Ce réseau a été conçu comme un lieu de ressources pour nous, professionnels, mais aussi pour nos patients les plus démunis. Les principes de ce réseau sont les suivants : assurer l’examen médical avant l’examen des droits, donner toute leur place à l’accueil et l’écoute, en partant de l’existant recréer ou maintenir le lien social et enfin faire émerger la parole des personnes démunies de façon à ce que leur avis soit pris en compte. À partir de décembre 1996, je décidai de participer aux efforts de la mission sans domicile fixe de Médecins du Monde. […].
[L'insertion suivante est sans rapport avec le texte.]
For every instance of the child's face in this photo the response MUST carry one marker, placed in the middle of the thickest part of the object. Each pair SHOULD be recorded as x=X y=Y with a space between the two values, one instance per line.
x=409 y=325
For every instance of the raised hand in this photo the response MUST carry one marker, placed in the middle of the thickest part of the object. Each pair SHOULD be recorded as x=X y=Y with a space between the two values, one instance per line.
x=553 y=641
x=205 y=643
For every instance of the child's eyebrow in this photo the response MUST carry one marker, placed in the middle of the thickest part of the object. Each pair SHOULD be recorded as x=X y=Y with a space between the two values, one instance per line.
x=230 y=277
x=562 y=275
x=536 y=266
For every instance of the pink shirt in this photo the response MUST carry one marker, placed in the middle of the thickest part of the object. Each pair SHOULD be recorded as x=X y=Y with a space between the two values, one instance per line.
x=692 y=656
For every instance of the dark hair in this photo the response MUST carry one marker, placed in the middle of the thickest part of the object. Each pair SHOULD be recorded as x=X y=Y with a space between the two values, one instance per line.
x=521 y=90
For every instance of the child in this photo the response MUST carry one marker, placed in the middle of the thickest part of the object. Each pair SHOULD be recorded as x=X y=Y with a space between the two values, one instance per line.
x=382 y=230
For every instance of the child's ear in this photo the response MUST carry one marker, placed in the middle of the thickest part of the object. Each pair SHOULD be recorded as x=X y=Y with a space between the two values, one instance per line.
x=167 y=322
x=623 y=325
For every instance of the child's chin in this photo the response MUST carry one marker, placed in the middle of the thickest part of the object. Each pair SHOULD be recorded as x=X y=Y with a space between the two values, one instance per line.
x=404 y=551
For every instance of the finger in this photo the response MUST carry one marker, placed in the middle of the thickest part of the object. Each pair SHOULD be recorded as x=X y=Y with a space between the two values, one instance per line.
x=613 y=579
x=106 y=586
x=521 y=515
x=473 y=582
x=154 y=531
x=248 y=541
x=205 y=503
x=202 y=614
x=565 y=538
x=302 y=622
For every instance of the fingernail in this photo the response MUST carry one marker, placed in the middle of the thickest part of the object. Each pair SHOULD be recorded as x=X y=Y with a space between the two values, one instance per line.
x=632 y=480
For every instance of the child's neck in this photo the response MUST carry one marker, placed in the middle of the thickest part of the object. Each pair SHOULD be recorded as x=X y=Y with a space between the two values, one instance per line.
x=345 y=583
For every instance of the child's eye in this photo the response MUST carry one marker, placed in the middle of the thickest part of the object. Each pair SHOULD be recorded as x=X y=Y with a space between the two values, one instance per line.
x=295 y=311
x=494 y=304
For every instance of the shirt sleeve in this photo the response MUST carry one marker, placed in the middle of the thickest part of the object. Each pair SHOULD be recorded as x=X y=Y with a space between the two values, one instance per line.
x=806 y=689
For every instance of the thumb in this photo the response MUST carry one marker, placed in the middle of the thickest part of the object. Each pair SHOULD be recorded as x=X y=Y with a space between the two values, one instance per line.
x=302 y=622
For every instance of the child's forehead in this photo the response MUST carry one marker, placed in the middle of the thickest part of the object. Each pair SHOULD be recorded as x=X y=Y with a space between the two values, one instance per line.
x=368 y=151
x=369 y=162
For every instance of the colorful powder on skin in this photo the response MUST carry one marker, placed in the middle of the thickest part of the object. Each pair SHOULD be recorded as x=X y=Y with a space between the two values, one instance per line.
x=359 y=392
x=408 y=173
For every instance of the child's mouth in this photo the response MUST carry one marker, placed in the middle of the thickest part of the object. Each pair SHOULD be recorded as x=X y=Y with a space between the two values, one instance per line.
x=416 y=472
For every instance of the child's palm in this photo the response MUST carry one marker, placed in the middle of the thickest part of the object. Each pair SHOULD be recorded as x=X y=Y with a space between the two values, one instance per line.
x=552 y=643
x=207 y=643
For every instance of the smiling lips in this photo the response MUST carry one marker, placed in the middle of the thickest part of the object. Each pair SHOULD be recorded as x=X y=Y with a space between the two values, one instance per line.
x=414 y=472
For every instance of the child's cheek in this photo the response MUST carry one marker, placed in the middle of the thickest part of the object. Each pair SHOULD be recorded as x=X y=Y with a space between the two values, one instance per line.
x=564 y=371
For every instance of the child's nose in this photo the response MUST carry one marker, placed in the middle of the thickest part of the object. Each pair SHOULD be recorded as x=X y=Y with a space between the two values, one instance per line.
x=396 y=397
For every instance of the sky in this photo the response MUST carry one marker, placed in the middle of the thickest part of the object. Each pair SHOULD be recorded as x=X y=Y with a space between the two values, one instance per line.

Je dois accepter le non-faire…

Devant moi, je voyais des êtres humains qui ne réagissaient plus mais qui nous remerciaient. Il me fallait dépasser ma colère, dépasser mon impuissance de médecin, essayer de comprendre ces situations extrêmes jamais rencontrées. Il fallait faire quelque chose, mais quoi ? Petit à petit, je comprenais que l’homme pouvait s’accommoder de tout pour survivre, même de l’inhumain. Cela n’est pas acceptable. Il fallait partir de ce qu’ils étaient pour essayer de reconstruire, de refaire avec eux un parcours vers la société qui les avait jetés à la rue. Dans la rue, l’écoute est devenue le temps médical quasi exclusif. Maintenant, j’ai pour habitude de penser que le temps de l’écoute présent dans mon cabinet de médecine libérale est essentiel à la mission du jour et exclusif à la mission du soir. Ma formation médicale et universitaire m’a habitué au faire. Mais dans toute situation de misère je dois accepter maintenant le non-faire et c’est dans cet espace du non-faire que se situe la parole des démunis. […].

Les gens démunis se défendent en organisant un profond repli sur eux-mêmes. Mes propositions doivent être sérieuses, responsables, les accompagner en partant d’eux-mêmes, sinon notre échec les conduira à un nouvel enfermement. Il ne faut pas faire d’erreur alors que nous paraissons impuissants. […].

Pour tout vous dire, parfois la nuit, il m’arrivait de ne pas les voir, les sans domicile fixe, tant il me semblait inconcevable de les trouver allongés dans les boîtes en carton ou perdus au fin fond lugubre d’une gare….

Témoigner de mon indignation me permet de vaincre mon impuissance. Nous devons sortir des interventions en urgence, même si elles restent nécessaires car nous devons trouver des solutions à la chronicité des situations installées depuis des années… […].

Quelques réflexions pour conclure. D’une part, je ne suis que le dépositaire des misères et souffrances de ces hommes et femmes, cela construit ma responsabilité vis-à-vis d’eux comme de la société. D’autre part, il existe une dynamique entre les associations, les institutions et les plus démunis que chacun de nous peut mettre en mouvement. […].

Il est important de voir que, petit à petit, on construit des solutions, mais aussi la réflexion et l’écoute dans l’association Médecins du Monde. Par tempérament, je ne peux pas voir ou subir quelque chose sans parler …[…].

C’est un échange, il faut se dire qu’on n’est jamais seul, il y a beaucoup de gens autour de soi qui peuvent nous aider mais qui ne sont pas forcément investis…

Bernard Moriau

Médecin généraliste depuis 1980 à Nandry, ville nouvelle de Sénart ( Seine-et-Marne), Bernard Moriau travaille bénévolement depuis 1994 à la Mission France de Médecins du Monde.